Sólo
en las altas horas de la noche pueden mis dedos relajarse sobre un pedazo de
papel. Responden a un cosquilleo que los guía en las direcciones más olvidadas,
en búsqueda de una libertad que hace tanto no buscaban.
Uno
no sabe bien por donde comenzar cuando los viejos hábitos piden volver, casi que
espera que sea como andar en bicicleta. En la actualidad me doy cuenta de
que es mucho más complejo de lo que recordaba. Casi que escribo dando rienda
suelta a mi cabeza, sin filtros, sólo por el pacer de apretar botones, y cada
uno que baja deja escapar el encierro, la ansiedad y los años perdidos. Quizás
si sea como andar en bicicleta o quizás puro instinto.
Volver a mi terapia, mi forma de meditar. Es el mismo sentimiento que cuando uno atisba su casa a lo lejos después de un viaje largo. Es cómodo, pero la buena comodidad, la que no daña, la que cura. Y recomenzar este proceso inevitablemente genera miles y miles de preguntas que aún no tienen ni pies ni cabeza, mucho menos respuestas.
¡Qué libertad se siente!, es la melancolía transformada en un deseo cumplido. Cómo estar melancólico en un recuerdo y poder revivirlo en carne propia.
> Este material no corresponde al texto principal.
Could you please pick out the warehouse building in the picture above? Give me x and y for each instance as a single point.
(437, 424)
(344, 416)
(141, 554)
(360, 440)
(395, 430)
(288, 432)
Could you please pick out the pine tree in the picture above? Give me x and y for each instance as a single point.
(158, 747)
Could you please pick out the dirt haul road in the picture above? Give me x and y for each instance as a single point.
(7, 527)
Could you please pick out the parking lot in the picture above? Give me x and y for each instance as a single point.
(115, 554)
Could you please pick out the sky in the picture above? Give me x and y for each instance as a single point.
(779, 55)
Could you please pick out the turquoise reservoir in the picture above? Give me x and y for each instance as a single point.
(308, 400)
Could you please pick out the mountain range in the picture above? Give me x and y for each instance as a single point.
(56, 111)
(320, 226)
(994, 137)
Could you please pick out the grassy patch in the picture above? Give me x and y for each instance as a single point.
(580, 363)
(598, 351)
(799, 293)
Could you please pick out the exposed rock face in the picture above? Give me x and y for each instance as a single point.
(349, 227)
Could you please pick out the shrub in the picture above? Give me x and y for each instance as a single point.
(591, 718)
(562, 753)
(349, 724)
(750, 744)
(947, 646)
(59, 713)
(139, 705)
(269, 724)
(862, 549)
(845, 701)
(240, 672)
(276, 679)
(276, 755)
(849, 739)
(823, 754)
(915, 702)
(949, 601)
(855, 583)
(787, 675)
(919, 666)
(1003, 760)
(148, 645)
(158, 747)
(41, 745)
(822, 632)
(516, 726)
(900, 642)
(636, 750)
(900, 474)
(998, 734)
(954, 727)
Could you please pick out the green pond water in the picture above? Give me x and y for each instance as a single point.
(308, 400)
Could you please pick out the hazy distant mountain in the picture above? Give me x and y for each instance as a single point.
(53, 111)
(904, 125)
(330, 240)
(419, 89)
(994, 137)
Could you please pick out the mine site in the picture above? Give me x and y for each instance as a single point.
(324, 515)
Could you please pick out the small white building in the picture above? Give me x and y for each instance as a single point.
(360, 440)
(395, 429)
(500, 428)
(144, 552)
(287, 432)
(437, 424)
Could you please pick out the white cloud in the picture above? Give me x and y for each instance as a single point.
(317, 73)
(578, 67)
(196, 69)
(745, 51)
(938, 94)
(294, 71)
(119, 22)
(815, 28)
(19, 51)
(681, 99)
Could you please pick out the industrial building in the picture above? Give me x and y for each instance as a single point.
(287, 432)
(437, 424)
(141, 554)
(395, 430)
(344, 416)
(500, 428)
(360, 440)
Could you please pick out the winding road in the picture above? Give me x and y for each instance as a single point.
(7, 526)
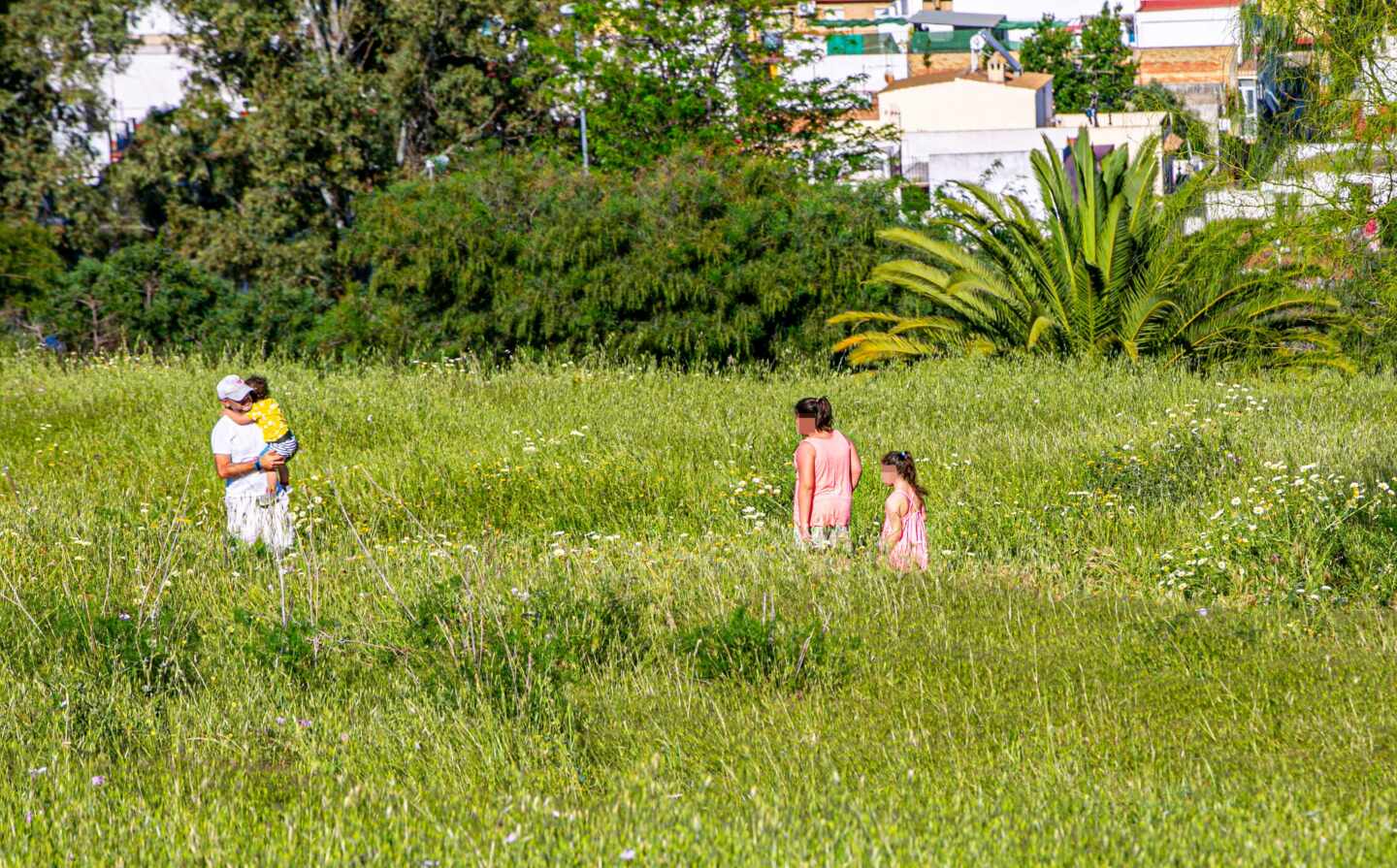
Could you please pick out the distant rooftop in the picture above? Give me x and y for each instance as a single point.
(1031, 81)
(961, 19)
(1171, 6)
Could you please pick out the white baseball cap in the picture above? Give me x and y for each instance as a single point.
(234, 388)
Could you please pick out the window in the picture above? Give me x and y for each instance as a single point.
(1250, 99)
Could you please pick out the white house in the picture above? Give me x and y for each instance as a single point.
(1032, 10)
(1193, 49)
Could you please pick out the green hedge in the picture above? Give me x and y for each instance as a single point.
(700, 258)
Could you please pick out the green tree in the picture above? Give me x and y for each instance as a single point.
(1051, 49)
(698, 257)
(1108, 273)
(28, 264)
(299, 108)
(658, 77)
(1105, 60)
(140, 296)
(1100, 72)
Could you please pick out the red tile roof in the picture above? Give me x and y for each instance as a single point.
(1170, 6)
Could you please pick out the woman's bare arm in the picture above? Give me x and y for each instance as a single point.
(225, 466)
(803, 489)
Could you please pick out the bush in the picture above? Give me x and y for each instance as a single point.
(698, 258)
(148, 296)
(140, 296)
(28, 264)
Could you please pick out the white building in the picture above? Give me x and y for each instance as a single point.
(1180, 24)
(1032, 10)
(983, 126)
(154, 80)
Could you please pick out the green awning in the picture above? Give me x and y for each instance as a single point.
(861, 44)
(857, 21)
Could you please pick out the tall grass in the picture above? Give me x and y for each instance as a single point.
(549, 614)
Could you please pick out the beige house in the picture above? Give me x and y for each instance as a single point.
(961, 101)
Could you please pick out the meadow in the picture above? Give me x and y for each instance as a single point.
(551, 614)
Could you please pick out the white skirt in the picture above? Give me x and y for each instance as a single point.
(250, 522)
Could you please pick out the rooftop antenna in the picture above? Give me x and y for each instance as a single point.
(980, 41)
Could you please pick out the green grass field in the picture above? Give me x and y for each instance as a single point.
(551, 614)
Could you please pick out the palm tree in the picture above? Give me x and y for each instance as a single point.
(1108, 273)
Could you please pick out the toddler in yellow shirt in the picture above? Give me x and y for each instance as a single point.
(266, 413)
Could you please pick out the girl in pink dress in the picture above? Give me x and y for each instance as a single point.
(828, 470)
(904, 515)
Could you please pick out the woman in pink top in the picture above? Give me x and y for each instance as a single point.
(828, 470)
(904, 515)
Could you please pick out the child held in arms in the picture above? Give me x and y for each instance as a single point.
(266, 413)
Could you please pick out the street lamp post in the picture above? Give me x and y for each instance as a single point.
(569, 10)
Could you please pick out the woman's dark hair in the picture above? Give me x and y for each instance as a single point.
(818, 409)
(259, 385)
(907, 469)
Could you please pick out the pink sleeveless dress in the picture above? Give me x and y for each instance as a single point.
(910, 550)
(832, 482)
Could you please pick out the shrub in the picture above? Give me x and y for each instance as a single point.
(698, 258)
(140, 296)
(1108, 273)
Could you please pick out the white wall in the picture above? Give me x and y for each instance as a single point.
(154, 76)
(1189, 28)
(841, 67)
(960, 105)
(1031, 10)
Y uno no puede evitar preguntarse que fueron todos esos años en que la libertad encerrada era puro miedo, por qué por tanto tiempo no existía algo tan decisivo: la voluntad.
Y
una vez hecho el paso, una vez encontrada esa voluntad, sólo me queda el anhelo
de que no es por única vez, de que no es sólo un episodio aislado o una noche
inspirada*, sino el comienzo. La parte dos.
Meses
de terapia me suplican que me corrija, que no era falta de la intención, era la
ausencia del deseo. Es la ausencia del deseo y era la
ausencia de una intención que lo busque. Pero hoy doblo las puntas de los dedos
de los pies en el borde de la pileta, flexiono las rodillas, subo mis manos por
encima de mi cabeza, palma con dorso. Uno de estos días salto.